More than 880 Dutch citizens have filed a class-action lawsuit against their government for its failure to take action on climate change, The Guardian reported.

Hearings are scheduled to start in the Hague tomorrow, marking the “first case in the world to use existing human rights and tort law to hold a government responsible for failing to reduce carbon emissions fast enough.”

Those involved in the suit are trying to force the Dutch government to “implement policies to reduce its emissions by between 25% and 40% below 1990 levels by 2020,” the target established for develop nations by the Intergovernmental Panel on Climate Change (IPCC).

The lawsuit was brought by environmental activist group Urgenda.

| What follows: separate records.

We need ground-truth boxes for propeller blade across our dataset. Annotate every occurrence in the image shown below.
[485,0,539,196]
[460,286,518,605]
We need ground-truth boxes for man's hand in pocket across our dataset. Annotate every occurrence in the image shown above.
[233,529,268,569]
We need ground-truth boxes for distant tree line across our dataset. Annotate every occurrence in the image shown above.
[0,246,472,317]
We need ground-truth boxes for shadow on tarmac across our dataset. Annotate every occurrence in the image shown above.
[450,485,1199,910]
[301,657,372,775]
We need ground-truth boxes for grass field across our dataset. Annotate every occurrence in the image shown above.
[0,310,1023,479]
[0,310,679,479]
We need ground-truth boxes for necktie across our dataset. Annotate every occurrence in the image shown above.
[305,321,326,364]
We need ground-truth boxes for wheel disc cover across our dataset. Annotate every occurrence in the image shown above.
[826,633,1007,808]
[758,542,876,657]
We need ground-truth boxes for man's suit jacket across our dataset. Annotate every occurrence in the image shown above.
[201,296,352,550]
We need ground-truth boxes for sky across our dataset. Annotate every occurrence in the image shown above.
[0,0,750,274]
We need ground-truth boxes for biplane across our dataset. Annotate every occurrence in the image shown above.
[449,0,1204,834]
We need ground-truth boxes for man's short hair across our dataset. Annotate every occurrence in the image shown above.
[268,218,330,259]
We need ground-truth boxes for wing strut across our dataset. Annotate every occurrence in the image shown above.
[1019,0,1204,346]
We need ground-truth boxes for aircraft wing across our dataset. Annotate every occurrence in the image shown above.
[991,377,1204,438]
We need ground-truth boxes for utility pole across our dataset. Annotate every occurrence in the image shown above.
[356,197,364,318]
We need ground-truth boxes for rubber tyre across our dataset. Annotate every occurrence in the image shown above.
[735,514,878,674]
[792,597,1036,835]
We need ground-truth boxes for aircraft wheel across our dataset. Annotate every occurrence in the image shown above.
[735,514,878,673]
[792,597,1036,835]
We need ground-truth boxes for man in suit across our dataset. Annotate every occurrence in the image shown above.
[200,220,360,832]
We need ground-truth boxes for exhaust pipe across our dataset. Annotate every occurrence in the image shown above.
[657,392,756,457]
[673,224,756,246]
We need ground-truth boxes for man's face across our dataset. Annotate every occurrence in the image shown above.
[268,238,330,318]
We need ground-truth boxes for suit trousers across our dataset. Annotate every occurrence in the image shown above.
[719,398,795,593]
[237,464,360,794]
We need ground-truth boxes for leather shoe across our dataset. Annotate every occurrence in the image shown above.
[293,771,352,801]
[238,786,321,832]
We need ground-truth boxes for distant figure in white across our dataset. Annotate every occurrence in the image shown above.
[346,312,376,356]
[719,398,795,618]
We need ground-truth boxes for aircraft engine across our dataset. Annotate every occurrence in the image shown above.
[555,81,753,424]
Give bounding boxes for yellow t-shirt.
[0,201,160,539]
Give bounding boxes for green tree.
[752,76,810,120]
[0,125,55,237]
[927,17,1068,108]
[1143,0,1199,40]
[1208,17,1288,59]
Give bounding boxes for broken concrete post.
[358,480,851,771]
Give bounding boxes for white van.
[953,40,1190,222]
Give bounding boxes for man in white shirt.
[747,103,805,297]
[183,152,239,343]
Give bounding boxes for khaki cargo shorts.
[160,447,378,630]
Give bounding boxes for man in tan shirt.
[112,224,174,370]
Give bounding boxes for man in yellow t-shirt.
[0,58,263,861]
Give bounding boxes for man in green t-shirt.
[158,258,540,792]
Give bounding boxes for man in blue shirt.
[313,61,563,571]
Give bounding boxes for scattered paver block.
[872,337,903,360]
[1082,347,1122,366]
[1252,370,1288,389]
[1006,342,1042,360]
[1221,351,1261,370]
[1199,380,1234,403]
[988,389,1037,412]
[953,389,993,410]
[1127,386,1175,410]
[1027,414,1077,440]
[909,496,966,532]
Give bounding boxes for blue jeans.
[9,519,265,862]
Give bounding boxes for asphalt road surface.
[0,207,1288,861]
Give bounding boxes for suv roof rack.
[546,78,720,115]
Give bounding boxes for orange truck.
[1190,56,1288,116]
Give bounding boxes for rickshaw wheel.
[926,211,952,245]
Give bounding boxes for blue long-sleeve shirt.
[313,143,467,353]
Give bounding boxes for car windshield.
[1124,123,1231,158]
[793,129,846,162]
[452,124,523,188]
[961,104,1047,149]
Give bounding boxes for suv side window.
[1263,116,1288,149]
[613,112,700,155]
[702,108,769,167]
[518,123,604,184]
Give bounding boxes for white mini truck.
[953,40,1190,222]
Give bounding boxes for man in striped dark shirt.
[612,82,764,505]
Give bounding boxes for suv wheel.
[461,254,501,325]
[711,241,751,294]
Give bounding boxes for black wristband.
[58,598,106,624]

Member Dennis van Berkel told The Guardian, “We wanted to show that this is not just one organisation that had an idea but it’s a broad movement of people who are very concerned about climate change and believe it’s necessary to sue the state over it.”

Among those acting as plaintiffs on behalf of Urgenda are national weatherman Reinier van de Berg and Joos Ockels, whose late husband, Wubbo Ockels, was the first Dutch citizen in space. Wubbo founded the renewable energy foundation Happy Energy during his retirement, and gave an impassioned speech about climate change from his death bed last year.

“What is wrong with our mindset?” he said. “Our earth has cancer. I have cancer, too. If only I could take you to space, you would see that this is your only planet; you have no spare.”

Ambassador for the World Wildlife Federation and famous Dutch DJ Gregor Salto is also one of the plaintiffs. “Everybody is waiting for the government to take action, but the government has done so little,” he said. “If the case succeeds, they will be forced to take action. If you look at Denmark, they’ve managed [to reduce emissions], so why can’t we? I want the Dutch to lead the way in this.”

Urgenda began its fight in 2012 when it wrote a letter to the Dutch government, telling it that they would head to court if it didn’t take action on carbon emissions. Now they hope that their efforts will start a chain reaction of other countries mounting similar campaigns. In Belgium, lawyers, along with more than 8,500 citizen supporters, are currently working on a case against their government.

Maybe a similar case could do some good in the United States, too. Given that the vast majority of Republicans in Congress deny climate change to protect their fossil fuel industry donors, it’s unlikely the government is going to accomplish anything without being forced by the courts.